Un rapport très critique sur la situation en RCA remis à l'ONU

Des soldats sénégalais de la Minusca patrouillent dans les rues de Bangui le 10 décembre 2015, deux jours après des affrontements sporadiques qui ont suivi l'annonce de l'éviction de l'ex-président Bozizé des élections en Centrafrique.
© AFP/MARCO LONGARI

La situation des droits de l'homme en Centrafrique est toujours extrêmement préoccupante, selon le constat d'une experte indépendante qui a remis son rapport aux Nations unies. En visite en Centrafrique durant une dizaine de jours, elle affirme que s'il y a eu des améliorations ces derniers mois, presque tout reste encore à faire.

Insécurité dans les provinces qui favorise la violence, prisons et centre de détentions illégales… Le constat dressé par Marie-Thérèse Keita-Docoum, experte sur la situation des droits de l'homme pour l'ONU, est plutôt alarmant.

« Le redéploiement de tous les magistrats et juges à l’intérieur du pays n’a pas vraiment fonctionné. Leur sécurité doit être renforcée dans ces endroits afin que les juges puissent aller donner librement cours à la justice », a expliqué Marie-Thérèse Keita-Docoum.

Autre motif d'inquiétude pour l'experte : la mise en place du processus de Désarmement Démobilisation Réinsertion (DDR). « Le DDR n’existe pas. Il y a seulement eu un pré-DDR, qui a réglé certaines considérations, mais qui n’a absolument pas réglé le problème de la circulation des armes », a-t-elle commenté.

Elle a conclu : « Je ne pense pas qu’on puisse parler de justice, de lutte contre l’impunité et même de développement économique. »

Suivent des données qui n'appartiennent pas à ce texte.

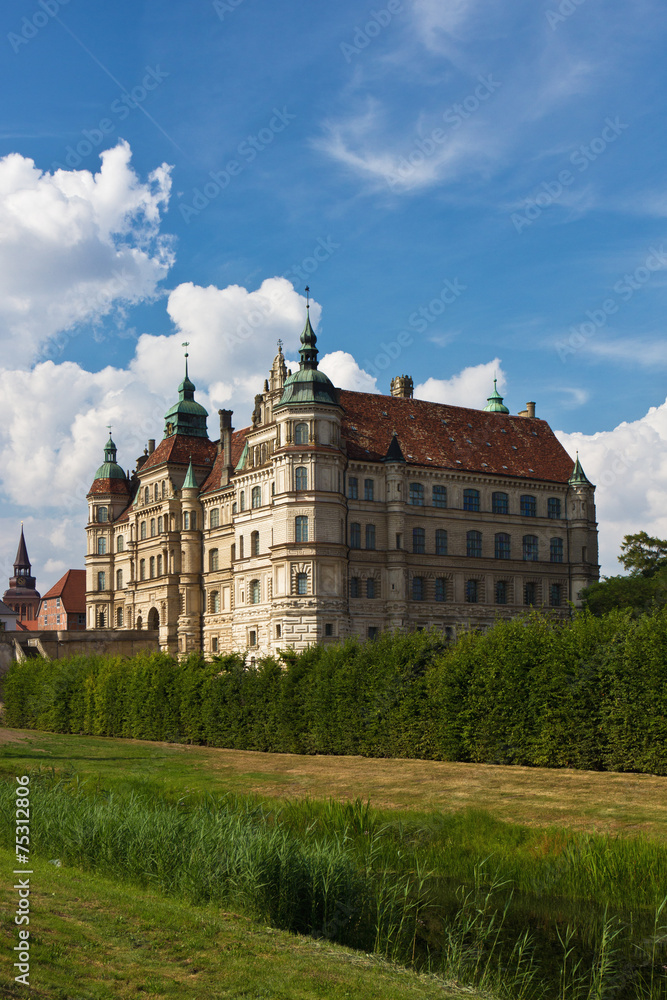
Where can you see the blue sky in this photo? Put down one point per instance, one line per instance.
(488, 177)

L'experte se veut quand même optimiste, en affirmant qu’il y a du progrès depuis sa dernière visite en septembre 2015. En même temps, difficile de faire pire : en septembre un pic de violence a fait près de 80 morts et 600 blessés. Depuis, il y a eu la visite du pape et l'élection présidentielle, deux tournants dans la crise centrafricaine.